METHODS : We created separate exploratory multivariable logistic regression models for SAEs and readmissions. We then externally validated both models using the 2016 MBSAQIP Participant Use Data File.
RESULTS : Significant predictors of SAEs were preoperative body mass index (adjusted odds ratio [AOR] 1.07, P < .0001); GB surgery (AOR 2.08, P < .0001); cardiovascular disease (AOR 1.43, P < .0001); smoking (AOR 1.12, P = .04); diabetes (AOR 1.15, P = .0001); hypertension (AOR 1.17, P < .0001); limited ambulation (AOR 1.48, P < .0001); sleep apnea (AOR 1.12, P = .001); history of pulmonary embolism (AOR 2.81, P < .0001); and steroid use (AOR 1.40, P = .001).
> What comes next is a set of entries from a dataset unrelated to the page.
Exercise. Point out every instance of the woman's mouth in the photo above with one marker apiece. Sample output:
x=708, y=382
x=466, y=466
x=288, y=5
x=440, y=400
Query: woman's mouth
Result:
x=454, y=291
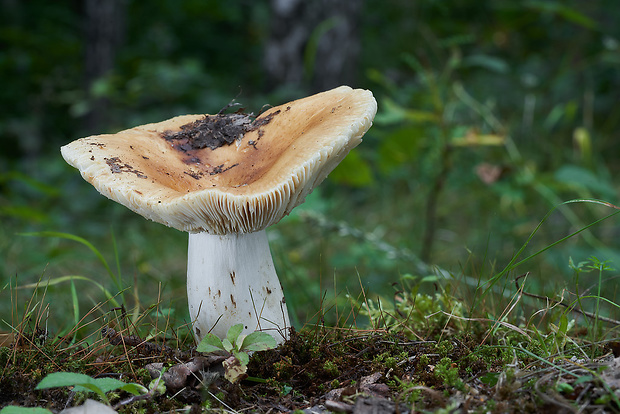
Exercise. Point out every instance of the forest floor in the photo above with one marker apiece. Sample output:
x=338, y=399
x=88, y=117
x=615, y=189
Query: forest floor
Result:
x=324, y=370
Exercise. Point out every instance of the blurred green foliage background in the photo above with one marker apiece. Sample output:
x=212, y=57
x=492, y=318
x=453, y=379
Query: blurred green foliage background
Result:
x=490, y=115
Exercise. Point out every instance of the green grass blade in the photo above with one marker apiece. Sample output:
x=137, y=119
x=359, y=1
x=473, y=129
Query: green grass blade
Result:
x=82, y=241
x=514, y=263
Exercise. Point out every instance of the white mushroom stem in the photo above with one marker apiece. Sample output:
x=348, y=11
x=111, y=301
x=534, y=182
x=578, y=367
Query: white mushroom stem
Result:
x=231, y=279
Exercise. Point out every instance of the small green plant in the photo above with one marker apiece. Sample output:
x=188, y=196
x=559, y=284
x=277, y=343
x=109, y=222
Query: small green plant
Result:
x=449, y=373
x=87, y=384
x=237, y=347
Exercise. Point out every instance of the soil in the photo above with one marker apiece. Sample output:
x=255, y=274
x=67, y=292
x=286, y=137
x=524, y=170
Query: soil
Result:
x=317, y=370
x=214, y=131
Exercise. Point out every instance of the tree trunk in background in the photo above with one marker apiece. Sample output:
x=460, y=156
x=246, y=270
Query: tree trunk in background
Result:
x=313, y=43
x=104, y=27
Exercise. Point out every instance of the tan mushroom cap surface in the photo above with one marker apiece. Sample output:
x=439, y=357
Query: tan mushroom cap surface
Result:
x=238, y=188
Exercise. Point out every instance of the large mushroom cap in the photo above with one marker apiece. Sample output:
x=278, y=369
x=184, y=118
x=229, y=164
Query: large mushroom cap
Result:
x=243, y=187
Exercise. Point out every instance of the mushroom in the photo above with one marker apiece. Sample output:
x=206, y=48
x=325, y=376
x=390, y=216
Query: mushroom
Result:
x=225, y=178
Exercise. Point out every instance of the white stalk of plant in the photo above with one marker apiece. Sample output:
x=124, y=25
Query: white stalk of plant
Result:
x=231, y=279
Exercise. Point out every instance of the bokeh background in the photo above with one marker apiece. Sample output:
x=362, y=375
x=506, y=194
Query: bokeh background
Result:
x=491, y=114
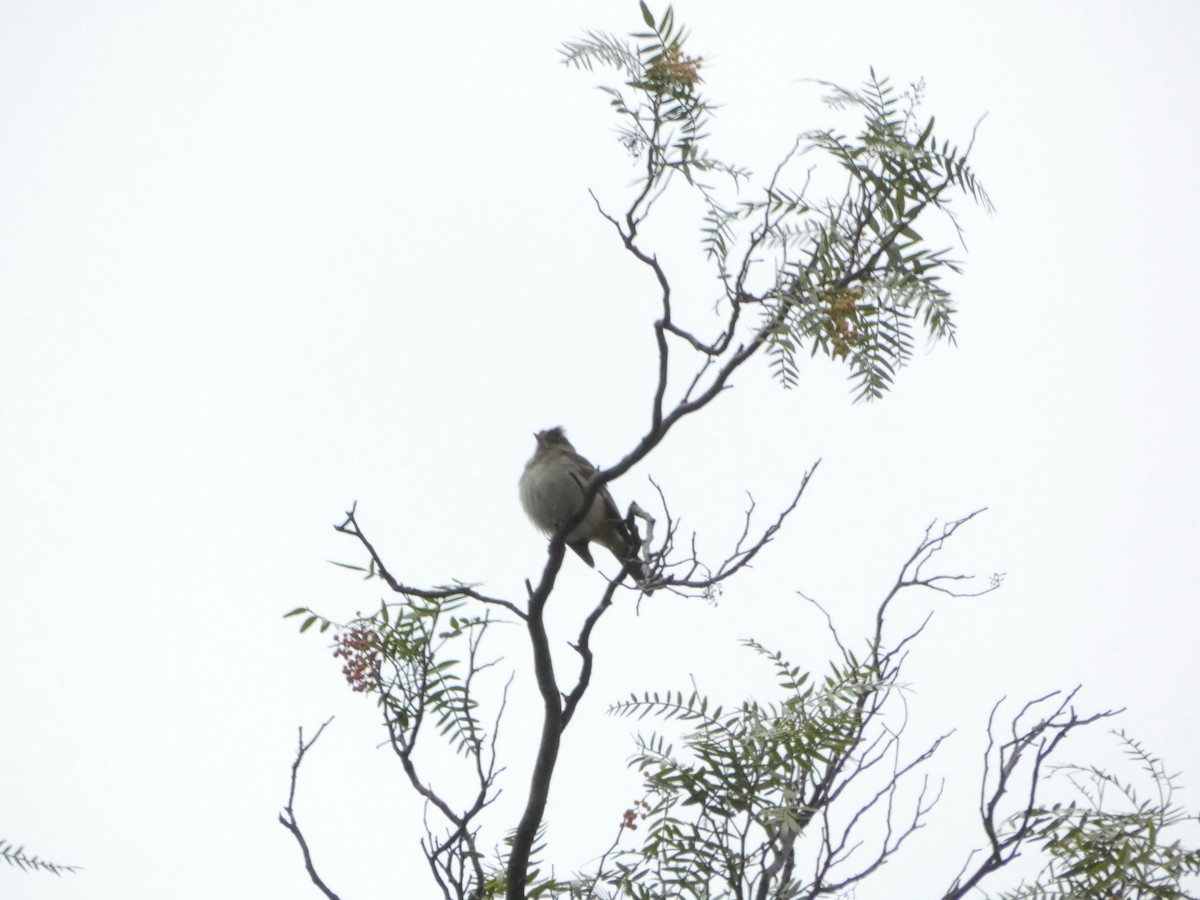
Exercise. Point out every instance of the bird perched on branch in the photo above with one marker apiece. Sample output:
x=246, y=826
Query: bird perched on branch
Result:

Significant predictors of readmissions were GB surgery (AOR 1.81, P < .0001); female sex (AOR 1.26, P < .0001); diabetes (AOR 1.08, P = .04); hypertension (AOR 1.11, P = .004); preoperative body mass index (AOR 1.05, P < .0001); sleep apnea (AOR 1.11, P = .002); history of pulmonary embolism (AOR 2.35, P < .0001); cardiovascular disease (AOR 1.61, P < .0001); smoking (AOR 1.14, P = .01); and limited ambulation (AOR 1.55, P < .0001). External validation supported these covariates, with similar model discriminative power.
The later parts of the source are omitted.